Vom verständnisvollen Dauernicken der Ministerpräsidentin lässt sich die Putzfrau jedenfalls nicht überzeugen. Sie sorgt sich um "ihre Mädels", wie sie sagt, ihre Kolleginnen. "Die landen alle in der Altersarmut", sagt Neumann. Da helfe auch der Mindestlohn nichts. Und die private Vorsorge? Wovon sollen Leute wie sie das denn bezahlen, fragt Neumann. Und wo ist der Anreiz, wenn es am Ende trotzdem nur für die Grundsicherung reicht?

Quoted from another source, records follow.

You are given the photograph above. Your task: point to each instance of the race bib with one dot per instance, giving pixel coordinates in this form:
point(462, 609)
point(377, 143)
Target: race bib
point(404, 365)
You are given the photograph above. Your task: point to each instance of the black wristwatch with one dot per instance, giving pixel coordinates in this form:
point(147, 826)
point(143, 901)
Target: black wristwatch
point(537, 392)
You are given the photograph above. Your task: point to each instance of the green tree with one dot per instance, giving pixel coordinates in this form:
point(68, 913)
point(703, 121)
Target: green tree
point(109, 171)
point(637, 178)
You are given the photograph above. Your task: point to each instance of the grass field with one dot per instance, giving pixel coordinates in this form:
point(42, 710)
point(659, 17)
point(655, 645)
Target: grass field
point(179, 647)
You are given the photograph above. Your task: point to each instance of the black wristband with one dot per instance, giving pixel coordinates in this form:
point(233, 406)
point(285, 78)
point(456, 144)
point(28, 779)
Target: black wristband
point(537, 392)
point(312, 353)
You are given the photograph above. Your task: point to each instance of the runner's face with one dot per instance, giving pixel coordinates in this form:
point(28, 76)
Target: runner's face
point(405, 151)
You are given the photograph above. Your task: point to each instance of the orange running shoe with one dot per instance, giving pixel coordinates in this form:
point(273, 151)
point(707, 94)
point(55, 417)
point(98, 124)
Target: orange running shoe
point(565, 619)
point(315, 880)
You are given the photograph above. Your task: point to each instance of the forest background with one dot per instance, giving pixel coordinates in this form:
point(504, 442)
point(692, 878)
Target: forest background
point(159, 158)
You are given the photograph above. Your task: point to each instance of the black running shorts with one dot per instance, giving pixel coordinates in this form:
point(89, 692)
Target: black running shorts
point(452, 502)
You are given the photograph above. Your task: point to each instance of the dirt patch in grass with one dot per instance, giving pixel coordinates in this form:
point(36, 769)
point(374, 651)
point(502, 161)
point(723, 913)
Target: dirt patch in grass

Kraft räumt ein, dass Fehler gemacht wurden. Die Beitragszahler nicht zur Riester-Rente verpflichtet zu haben, war falsch, sagt sie. Aber es gebe ja Ideen. Nur seien die mit den Koalitionspartnern nicht zu machen.

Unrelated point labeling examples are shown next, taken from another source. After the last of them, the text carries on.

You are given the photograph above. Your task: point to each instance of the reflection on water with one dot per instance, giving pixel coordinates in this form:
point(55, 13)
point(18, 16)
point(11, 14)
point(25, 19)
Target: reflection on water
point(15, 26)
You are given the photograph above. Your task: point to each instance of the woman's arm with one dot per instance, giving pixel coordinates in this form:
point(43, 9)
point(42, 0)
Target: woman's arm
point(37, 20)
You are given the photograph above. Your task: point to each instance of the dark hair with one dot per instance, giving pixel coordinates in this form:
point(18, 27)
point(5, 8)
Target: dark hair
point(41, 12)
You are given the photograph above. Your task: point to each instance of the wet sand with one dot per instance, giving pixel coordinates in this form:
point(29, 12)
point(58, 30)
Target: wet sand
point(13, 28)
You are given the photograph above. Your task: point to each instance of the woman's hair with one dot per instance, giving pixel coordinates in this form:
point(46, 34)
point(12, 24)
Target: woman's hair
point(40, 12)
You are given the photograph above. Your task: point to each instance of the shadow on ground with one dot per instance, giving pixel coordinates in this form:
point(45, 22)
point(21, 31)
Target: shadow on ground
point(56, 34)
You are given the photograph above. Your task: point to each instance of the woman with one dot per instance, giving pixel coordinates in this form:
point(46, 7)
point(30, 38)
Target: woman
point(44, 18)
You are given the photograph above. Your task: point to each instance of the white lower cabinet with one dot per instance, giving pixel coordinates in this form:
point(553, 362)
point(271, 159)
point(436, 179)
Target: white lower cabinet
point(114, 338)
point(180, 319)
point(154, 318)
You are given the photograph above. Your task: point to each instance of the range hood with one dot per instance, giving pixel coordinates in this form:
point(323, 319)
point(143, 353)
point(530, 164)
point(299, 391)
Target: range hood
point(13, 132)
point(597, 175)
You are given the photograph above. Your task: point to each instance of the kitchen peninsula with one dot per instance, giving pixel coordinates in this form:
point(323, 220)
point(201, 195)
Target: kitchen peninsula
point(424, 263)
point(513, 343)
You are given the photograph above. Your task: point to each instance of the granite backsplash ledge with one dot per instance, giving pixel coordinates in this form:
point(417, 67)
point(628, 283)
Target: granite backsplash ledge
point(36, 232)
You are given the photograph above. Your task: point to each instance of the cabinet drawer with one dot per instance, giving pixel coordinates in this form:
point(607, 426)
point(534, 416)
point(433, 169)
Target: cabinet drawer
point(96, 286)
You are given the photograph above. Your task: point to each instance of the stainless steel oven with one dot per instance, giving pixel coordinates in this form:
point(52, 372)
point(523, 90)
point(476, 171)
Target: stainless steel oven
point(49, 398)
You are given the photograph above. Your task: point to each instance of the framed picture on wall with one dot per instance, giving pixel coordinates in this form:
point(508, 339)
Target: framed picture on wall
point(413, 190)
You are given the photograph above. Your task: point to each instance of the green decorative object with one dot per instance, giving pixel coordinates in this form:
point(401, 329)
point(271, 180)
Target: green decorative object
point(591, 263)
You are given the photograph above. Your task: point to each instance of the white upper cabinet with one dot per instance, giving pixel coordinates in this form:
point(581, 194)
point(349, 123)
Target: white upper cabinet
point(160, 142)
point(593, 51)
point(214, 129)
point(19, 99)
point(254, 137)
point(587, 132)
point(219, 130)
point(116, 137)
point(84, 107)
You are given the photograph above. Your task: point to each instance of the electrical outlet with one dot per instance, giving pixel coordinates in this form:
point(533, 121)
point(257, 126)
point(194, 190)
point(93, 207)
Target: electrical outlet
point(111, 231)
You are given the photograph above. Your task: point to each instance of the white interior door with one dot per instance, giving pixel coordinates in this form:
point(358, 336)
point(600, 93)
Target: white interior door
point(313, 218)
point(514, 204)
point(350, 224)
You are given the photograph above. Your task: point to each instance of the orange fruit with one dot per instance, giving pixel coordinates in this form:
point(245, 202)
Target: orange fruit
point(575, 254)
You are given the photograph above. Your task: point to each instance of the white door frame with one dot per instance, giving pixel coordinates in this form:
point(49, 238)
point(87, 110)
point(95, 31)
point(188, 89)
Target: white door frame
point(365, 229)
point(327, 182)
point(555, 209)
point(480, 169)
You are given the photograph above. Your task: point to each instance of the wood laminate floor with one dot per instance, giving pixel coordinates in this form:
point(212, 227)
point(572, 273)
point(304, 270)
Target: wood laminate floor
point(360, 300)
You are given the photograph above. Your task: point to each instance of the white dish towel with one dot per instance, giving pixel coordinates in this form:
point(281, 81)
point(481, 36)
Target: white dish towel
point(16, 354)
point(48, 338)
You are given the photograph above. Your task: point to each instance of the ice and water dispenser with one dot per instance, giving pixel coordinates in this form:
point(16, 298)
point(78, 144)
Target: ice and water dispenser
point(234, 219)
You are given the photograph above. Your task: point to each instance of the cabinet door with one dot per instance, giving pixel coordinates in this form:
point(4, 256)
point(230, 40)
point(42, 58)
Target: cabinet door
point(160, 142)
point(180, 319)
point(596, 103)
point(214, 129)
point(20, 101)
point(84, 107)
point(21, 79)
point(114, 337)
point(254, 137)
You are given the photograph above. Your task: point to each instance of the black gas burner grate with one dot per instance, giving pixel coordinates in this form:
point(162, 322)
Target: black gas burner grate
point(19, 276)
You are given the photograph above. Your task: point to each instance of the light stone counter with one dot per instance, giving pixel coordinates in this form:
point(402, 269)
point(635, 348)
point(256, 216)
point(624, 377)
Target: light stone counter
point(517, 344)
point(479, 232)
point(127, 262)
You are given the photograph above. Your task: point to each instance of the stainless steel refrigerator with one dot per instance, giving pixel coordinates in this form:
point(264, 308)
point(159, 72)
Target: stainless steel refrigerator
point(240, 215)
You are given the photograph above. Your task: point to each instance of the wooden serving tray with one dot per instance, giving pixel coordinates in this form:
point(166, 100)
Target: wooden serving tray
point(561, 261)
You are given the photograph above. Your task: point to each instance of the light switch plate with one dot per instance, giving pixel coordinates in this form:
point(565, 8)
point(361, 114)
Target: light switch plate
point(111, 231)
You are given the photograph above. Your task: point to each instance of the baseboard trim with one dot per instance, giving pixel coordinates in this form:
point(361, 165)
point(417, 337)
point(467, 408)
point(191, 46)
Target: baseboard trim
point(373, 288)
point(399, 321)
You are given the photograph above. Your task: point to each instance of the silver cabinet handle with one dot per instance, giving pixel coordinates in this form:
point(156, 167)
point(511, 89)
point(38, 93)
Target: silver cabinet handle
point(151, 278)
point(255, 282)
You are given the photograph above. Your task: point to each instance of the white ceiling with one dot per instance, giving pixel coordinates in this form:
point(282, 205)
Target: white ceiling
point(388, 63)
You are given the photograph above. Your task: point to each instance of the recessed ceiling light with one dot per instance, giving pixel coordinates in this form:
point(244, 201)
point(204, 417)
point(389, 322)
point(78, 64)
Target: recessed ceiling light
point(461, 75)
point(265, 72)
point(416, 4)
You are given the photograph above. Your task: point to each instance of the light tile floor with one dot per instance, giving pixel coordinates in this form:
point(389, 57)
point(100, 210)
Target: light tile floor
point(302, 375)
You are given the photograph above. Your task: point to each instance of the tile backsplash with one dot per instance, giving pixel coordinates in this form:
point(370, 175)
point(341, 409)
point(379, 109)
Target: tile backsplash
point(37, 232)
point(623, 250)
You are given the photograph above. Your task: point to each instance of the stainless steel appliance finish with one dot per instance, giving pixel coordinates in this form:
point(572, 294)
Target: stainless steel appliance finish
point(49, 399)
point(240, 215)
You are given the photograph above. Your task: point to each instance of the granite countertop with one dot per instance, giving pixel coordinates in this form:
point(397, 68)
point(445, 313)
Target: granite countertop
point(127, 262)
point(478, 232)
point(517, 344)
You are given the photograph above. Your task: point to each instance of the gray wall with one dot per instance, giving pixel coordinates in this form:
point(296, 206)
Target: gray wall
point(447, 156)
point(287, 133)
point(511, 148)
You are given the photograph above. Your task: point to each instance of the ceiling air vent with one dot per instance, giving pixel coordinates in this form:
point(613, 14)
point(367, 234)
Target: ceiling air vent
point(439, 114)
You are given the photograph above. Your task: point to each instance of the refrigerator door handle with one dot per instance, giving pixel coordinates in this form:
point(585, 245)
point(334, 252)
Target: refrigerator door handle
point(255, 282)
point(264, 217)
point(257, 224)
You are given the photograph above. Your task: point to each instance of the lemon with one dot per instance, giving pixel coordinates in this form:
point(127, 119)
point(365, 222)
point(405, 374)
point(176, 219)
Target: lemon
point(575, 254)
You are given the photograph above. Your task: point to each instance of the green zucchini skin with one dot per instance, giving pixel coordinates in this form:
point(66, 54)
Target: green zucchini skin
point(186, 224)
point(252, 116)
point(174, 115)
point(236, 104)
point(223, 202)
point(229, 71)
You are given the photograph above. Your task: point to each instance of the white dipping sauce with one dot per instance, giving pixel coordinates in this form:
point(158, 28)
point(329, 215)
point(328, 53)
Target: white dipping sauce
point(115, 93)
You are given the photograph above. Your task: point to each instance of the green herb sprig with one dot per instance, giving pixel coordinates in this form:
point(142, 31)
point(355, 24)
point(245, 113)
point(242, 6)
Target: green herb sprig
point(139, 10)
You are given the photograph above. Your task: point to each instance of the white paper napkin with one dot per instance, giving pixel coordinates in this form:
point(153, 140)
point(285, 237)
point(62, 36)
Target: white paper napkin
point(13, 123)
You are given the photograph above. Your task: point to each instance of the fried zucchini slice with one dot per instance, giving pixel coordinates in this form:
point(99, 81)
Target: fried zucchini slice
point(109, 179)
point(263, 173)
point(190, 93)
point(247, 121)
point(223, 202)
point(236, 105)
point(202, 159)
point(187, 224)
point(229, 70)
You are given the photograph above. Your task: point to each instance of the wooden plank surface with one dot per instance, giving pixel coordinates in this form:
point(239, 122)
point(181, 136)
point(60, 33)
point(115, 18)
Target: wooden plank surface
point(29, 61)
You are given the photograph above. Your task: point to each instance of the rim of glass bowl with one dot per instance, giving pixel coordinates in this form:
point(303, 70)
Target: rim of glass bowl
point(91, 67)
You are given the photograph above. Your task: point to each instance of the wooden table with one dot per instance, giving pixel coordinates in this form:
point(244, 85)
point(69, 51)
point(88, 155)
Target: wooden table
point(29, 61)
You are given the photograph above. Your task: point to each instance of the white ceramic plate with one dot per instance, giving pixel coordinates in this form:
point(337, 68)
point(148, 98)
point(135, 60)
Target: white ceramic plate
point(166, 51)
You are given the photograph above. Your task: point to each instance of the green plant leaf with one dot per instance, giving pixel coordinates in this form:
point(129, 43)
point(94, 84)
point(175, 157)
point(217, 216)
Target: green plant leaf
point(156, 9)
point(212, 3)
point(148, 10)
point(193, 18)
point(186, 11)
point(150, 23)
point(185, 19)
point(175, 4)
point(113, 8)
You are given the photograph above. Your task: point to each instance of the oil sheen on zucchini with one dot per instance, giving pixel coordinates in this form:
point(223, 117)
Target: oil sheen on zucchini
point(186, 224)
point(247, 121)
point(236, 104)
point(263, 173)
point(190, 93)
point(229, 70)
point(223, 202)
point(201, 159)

FAZ-Journalist Rainer Hank hält die Diskussion sowieso für übertrieben. Die Statistiken, die es zur drohenden Altersarmut gebe, seien unrealistisch. Hank meint zum Beispiel eine Studie des Westdeutschen Rundfunks (WDR), wonach jedem Zweiten die Altersarmut drohe. Auf maximal neun Prozent der Menschen würde das wirklich zutreffen, sagt Hank.

"Fragen Sie, wen Sie wollen." Und dann tut Hank, der für marktliberale Positionen bekannt ist, Hannelore Kraft einen zweifelhaften Gefallen: Er macht sich zum Schutzpatron der SPD. Die Reformen waren richtig, sagt Hank. Er wolle "eine Lanze für Riester brechen". "Wenn Sozialdemokraten das selber nicht mehr machen, müssen es eben Wirtschaftsjournalisten machen", sagt Hank. Der einigermaßen skurrile Höhepunkt in einer ansonsten eher sachlichen Diskussion, die Anne Will souverän leitet.

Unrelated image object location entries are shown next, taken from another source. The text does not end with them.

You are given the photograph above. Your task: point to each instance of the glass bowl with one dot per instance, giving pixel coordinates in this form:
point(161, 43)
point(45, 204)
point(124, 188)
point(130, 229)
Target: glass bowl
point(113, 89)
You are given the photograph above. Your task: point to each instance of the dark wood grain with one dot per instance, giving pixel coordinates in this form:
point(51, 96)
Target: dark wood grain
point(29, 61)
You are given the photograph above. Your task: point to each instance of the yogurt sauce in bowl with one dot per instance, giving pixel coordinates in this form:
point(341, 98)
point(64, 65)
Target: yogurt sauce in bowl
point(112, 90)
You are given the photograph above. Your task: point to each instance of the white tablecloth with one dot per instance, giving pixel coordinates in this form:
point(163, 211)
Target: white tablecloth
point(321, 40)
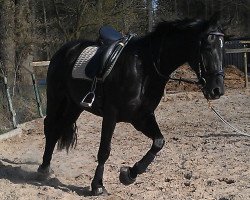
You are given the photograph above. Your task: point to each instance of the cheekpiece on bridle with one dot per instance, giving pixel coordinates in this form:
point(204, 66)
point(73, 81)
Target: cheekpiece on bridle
point(201, 80)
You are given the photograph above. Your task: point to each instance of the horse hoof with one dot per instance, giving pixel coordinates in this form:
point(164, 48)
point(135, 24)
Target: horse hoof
point(125, 177)
point(99, 191)
point(47, 171)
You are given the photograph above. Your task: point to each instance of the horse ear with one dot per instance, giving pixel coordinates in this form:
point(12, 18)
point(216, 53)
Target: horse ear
point(214, 20)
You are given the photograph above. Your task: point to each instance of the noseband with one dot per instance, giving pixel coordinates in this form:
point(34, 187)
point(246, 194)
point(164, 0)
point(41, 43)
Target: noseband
point(201, 80)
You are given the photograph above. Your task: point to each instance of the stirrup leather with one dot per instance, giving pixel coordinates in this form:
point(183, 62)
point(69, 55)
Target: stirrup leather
point(89, 98)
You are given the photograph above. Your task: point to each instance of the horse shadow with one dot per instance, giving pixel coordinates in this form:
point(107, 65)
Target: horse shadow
point(17, 175)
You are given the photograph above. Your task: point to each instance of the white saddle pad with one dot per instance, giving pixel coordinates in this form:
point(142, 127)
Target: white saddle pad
point(82, 62)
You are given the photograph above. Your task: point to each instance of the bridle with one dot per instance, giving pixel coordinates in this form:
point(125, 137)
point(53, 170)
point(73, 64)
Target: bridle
point(202, 73)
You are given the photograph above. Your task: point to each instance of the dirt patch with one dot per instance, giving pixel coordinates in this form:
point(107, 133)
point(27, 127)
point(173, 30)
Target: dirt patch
point(202, 159)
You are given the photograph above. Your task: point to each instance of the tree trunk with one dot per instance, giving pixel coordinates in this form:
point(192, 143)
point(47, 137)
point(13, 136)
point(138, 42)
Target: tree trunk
point(8, 37)
point(150, 15)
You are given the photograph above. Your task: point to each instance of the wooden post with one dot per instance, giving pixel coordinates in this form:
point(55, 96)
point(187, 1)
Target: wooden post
point(38, 99)
point(12, 111)
point(246, 75)
point(245, 51)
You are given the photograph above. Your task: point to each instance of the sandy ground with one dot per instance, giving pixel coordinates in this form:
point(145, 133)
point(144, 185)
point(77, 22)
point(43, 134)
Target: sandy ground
point(202, 158)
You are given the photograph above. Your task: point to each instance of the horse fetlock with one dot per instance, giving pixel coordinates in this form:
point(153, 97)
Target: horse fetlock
point(99, 190)
point(125, 176)
point(158, 144)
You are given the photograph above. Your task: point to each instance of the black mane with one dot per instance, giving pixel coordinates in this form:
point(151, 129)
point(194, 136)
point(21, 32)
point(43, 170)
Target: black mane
point(173, 27)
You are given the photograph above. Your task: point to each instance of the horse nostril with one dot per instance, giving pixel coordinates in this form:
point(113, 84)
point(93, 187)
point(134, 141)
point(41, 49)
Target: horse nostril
point(216, 92)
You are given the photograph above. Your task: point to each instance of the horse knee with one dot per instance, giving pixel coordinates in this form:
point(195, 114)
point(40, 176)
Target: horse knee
point(158, 145)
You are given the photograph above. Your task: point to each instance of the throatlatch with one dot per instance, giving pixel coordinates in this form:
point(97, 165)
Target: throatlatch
point(112, 50)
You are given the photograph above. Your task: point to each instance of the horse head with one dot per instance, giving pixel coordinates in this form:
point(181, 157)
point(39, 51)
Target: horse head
point(209, 61)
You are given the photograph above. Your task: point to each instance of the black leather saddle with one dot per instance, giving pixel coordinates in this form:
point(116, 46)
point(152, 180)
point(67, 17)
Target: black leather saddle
point(108, 35)
point(111, 44)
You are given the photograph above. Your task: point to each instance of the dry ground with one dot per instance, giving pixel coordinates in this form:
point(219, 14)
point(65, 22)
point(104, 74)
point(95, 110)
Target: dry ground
point(202, 158)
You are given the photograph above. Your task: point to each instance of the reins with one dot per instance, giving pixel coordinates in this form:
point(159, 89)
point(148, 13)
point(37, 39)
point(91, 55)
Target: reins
point(226, 122)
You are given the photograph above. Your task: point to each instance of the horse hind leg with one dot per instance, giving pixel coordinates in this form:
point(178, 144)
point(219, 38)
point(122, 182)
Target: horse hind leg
point(61, 129)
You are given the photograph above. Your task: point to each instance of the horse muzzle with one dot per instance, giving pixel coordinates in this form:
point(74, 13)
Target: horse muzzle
point(213, 87)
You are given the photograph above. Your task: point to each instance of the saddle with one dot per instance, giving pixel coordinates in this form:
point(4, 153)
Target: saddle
point(96, 62)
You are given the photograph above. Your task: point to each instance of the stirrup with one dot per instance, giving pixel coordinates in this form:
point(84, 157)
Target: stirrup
point(89, 98)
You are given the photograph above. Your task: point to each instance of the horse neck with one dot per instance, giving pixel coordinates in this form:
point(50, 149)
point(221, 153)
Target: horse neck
point(173, 51)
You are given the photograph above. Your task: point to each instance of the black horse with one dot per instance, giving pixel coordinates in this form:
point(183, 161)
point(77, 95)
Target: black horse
point(133, 89)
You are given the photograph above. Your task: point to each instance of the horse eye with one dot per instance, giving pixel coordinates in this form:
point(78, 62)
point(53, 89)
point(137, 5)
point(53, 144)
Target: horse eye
point(211, 38)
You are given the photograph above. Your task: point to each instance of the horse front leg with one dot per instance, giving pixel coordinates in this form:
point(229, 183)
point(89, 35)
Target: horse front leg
point(108, 126)
point(50, 142)
point(149, 127)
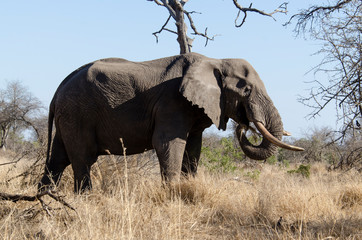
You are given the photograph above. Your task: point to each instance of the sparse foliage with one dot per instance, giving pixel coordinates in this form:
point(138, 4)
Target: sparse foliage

Sachlich bleibt auch DIW-Chef Fratzscher, der ein Buch mit dem dafür lautmalerischen Titel "Verteilungskampf" geschrieben hat. Darin befasst er sich mit der Ungleichheit im Land. Für ihn eine Hauptursache der Rentenlücke. Fratzscher ist am nächsten bei Reinigungskraft Neumann. Er fordert eine "gezielte Förderung für die Bedürftigen", statt Geld für reiche Rentner. Die Rente mit 63 nütze den Menschen nicht, um die es in dieser Sendung eigentlich gehen soll: Geringverdienern, denen im Alter die Armut droht. Das Problem der niedrigen Einkommen beklagt auch Hannelore Kraft. "Da müssen wir nachsteuern", sagt sie.

"Ich war nie faul"

Könnten denn die Unternehmen bei der Finanzierung helfen? "Das ist nicht der Punkt", sagt Hubertus Porschen, Verbandschef der Jungunternehmer. "Doch", sagt Anne Will. Von Porschen kommt darauf nichts mehr. Oder es geht im Applaus des Publikums unter. Dabei hätte er ja die Chance gehabt, auf ein grundsätzliches Problem stärker hinzuweisen. Wenn das Rentenniveau nicht sinkt, dann zahlen die Jungen drauf, die ja ohnehin immer weniger werden. Porschen erwähnt das zwar, aber es verhallt. Auch weil die Diskussion ausfranst.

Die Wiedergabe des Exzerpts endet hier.